HIPAA, ACA, ICD-10—the healthcare industry today is awash with regulatory events and government initiatives. Compliance has never been more essential across the healthcare spectrum, not least because fraud investigations—whether performed by RACs, investigations by the Department of Justice/OIG, or a payer—are becoming more and more frequent. These investigations are often difficult to staff for and can be resource-intensive.
So, how do we remain compliant while also preparing for this onslaught of scrutiny? Using data and predictive analytics can help to identify and flag risk areas before they’re put under the microscope. Even better, this information can prevent having to audit high-risk claims and assign scarce resources to audits post-discharge.
Not sure where to begin? Start by taking simple steps through analytics to identify risk, institute stop-gap measures, and let the data tell you where to focus.
Here are few suggestions to get you going:
ICD-9/HCPCS – High-risk codes may be used to flag cases for coding review prior to billing. For example:
– 482.89 Pneumonia due to specified bacteria as principal diagnosis: Evaluate if the physician stated “bacterial pneumonia.” If so, then the appropriate code is 482.9.
– 486 Pneumonia as principal diagnosis with Sepsis 038.9 as secondary diagnosis: Sepsis is likely the principal diagnosis based on the coding rule and should be evaluated to determine.
– According to the latest OIG reports, it is implied that J1950 or J9217 (both for Lupron) are based on the type of cancer being treated (prostate versus uterus). Validate if this is documented, and validate the units of service on these two codes.
Length of Staty (LOS) – May also be used to flag high-risk cases. For example:
– One-two day LOS volume of Medicare cases compared to industry practice seen in MEDPAR 2011 of 30 percent.

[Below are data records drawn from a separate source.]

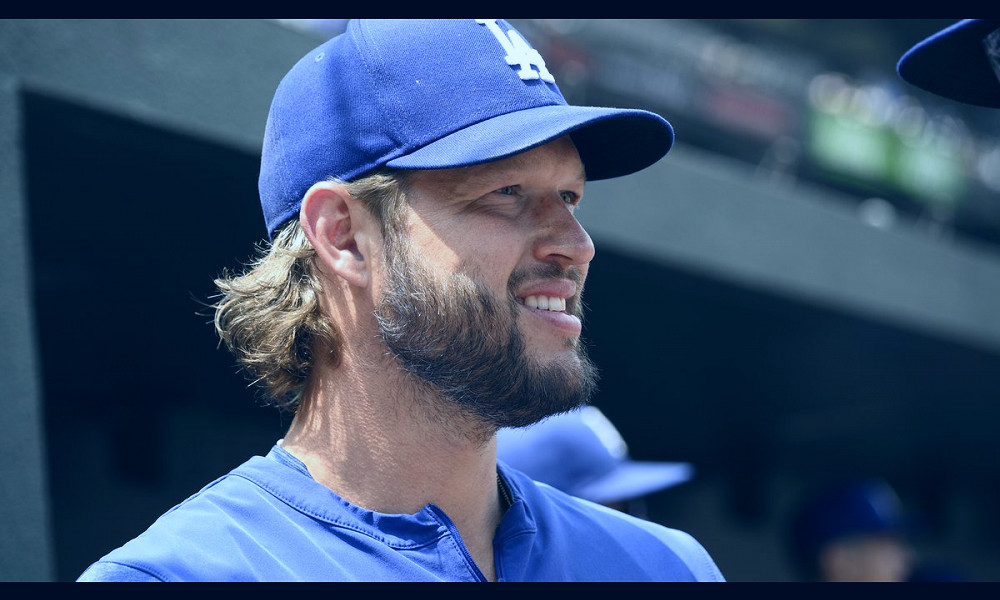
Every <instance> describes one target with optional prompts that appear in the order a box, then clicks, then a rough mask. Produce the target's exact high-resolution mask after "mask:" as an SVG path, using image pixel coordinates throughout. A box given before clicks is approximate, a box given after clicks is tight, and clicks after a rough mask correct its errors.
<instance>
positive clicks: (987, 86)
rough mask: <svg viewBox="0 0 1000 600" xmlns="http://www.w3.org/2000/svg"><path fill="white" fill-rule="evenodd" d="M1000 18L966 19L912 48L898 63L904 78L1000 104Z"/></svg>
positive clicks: (975, 103)
mask: <svg viewBox="0 0 1000 600" xmlns="http://www.w3.org/2000/svg"><path fill="white" fill-rule="evenodd" d="M998 30H1000V19H964V20H962V21H959V22H957V23H955V24H954V25H951V26H949V27H946V28H944V29H942V30H941V31H939V32H937V33H935V34H934V35H932V36H930V37H928V38H927V39H925V40H923V41H921V42H920V43H918V44H916V45H915V46H913V47H912V48H910V50H908V51H907V52H906V53H905V54H904V55H903V57H902V58H900V60H899V62H898V63H897V65H896V71H897V72H898V73H899V76H900V77H902V78H903V80H904V81H907V82H908V83H911V84H913V85H915V86H917V87H919V88H921V89H923V90H926V91H928V92H931V93H933V94H937V95H938V96H942V97H945V98H948V99H950V100H955V101H958V102H963V103H965V104H973V105H977V106H985V107H989V108H1000V72H997V71H998V66H997V65H998V64H1000V63H998V62H997V61H998V60H1000V57H998V56H997V55H996V52H998V51H1000V33H998Z"/></svg>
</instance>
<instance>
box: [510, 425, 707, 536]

– Sepsis cases with LOS less than 48 hours that did not expire. Review to determine whether the documentation supports Sepsis as the principal diagnosis, as these cases typically require IV antibiotics and hospitalization for more than 48 hours.
– CVA cases with LOS of one day that did not expire or get transferred. Determine if this is supported in the documentation or if the discharge disposition code is incorrect.
– Knee replacements with one-day LOS that did not expire or get transferred. It is likely that the discharge disposition code is incorrect.
Benchmarking and Predicted Occurrence Rates – Both may be used to flag accounts. For example, review monthly total of cases with COPD compared to those with Pulmonary Edema and Respiratory Failure.
– COPD volume (MS-DRGs 190, 191, 192)
– Pulmonary Edema and Respiratory Failure volume (MS-DRG 189)— Compare to benchmark. Twenty-eight percent of cases in the MEDPAR 2011 file are in Pulmonary Edema & Respiratory Failure, and the remaining 72 percent are in one of the three COPD MS-DRGs. If you are exceeding the 28 percent benchmark, you should audit these cases to determine if they are correct and if the documentation supports the codes and the principal diagnosis.
These examples are just the beginning. There are so many different scenarios to monitor, it can make your head spin or make you reach for the chocolate. For those of us in healthcare coding and auditing, though, this is where our focus needs to be. We need to take proactive steps to prevent non-compliance rather than having to be reactive, constantly pulling claims, writing appeals, or defending our actions. Data, such as having access to predictive information and benchmarks, is key to executing processes that will help avoid potential compliance issues before dropping a bill.
Garri Garrison is Director of Emerging Business with 3M Health Information Systems.